El cristianismo no sirve de freno, como se ha visto, al materialismo a ras de suelo de la sociedad de consumo. En la vida cotidiana, la religión ha sido desbordada, no por el comunismo, como temían los reaccionarios, sino por el consumismo, que no deja ni el recurso de las catacumbas. En cambio, en lo que no es consuetudinario, en esos espasmos de la sociedad que son las revoluciones y, en menor grado, los alzamientos o las rebeliones, la religión es el oculto poder psicológico que entusiasma a las masas. Nos deshicimos de la religión en política, y ahora vuelve por la puerta trasera del subconsciente colectivo. Hitler enardece a los alemanes desencadenando a Brunilda y resucitando los héroes del Walhalla wagneriano. Jomeini emprende su hégira a Francia y retorna victorioso a Teherán en nombre de Mahoma. El obispo de Braga reúne a 10.000 cristianos y los lanza contra el partido comunista cambiando de signo la transición portuguesa. ¿Cómo salvaguardar lo político de estas irrupciones de irracionalidad?

Los griegos lo habían resuelto sabiamente; no así los romanos. Las religiones antropomórficas son esencialmente plásticas: admiten crítica y remodelación, casi la invitan. Homero y Hesiodo adscribían a los dioses los vicios de la humanidad, de modo que "la temida pasión de cada hombre deviene su dios". Por eso no existió tiranía religiosa en Grecia: los dioses eran creaciones humanas, y los hombres, instintivamente, se toman libertades con sus creaciones. Además, no existía biblia griega; los judíos aceptaron el dios que les fue revelado; los griegos pensaron sus dioses. Píndaro se niega a aceptar la leyenda de un dios caníbal y rechaza la teogonía.

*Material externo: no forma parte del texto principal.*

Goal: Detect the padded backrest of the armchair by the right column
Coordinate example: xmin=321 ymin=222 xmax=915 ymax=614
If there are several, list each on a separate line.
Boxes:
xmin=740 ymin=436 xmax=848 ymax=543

Los romanos, aunque politeístas, proclamaron al césar dios y fueron monoteístas en política. Luego, el monoteísmo judío se difundió como cristianismo, y Europa, para volver a la libertad democrática de los griegos, tuvo que deshacerse totalmente de la religión y basar la soberanía del Estado en el pueblo. El monoteísmo es más propicio a la dictadura que la pluralidad, más romano que católico, y constituye un problema cuando el imperio se sustituye por la democracia.

Se diría que la libido religiosa está esperando hallar un cauce o forma más propicia y moderna para expresarse en concordancia con la democracia; algo que tenga que ver con la ciencia y filosofía natural; algo que recoja el factor predominante de la mentalidad moderna, que es la universalidad de la intrincada ley natural, incluso en el orden moral. Para nosotros, la necesidad no es, como de antiguo, un personaje mitológico con el cual se guerrea, sino más bien un entresijo de relaciones omnipresentes, como ese campo electromagnético que postula la ciencia moderna y que nos penetra con una malla más sutil que nuestros nervios más sutiles, pero conteniendo en él las fuerzas centrales del universo.

Hasta que la ciencia y la religión no hablen el mismo lenguaje, mientras los postulados de la teología no sean las hipótesis de la mecánica cuántica, el código civil deberá estar separado de la moral religiosa para librarnos de la teocracia fundamentalista, pero al precio de abandonar en el limbo del consumo materialista esa libido religiosa que, falta de empleo más noble, acechará pervertida para atacar en las oscuras zonas irracionales de las revoluciones.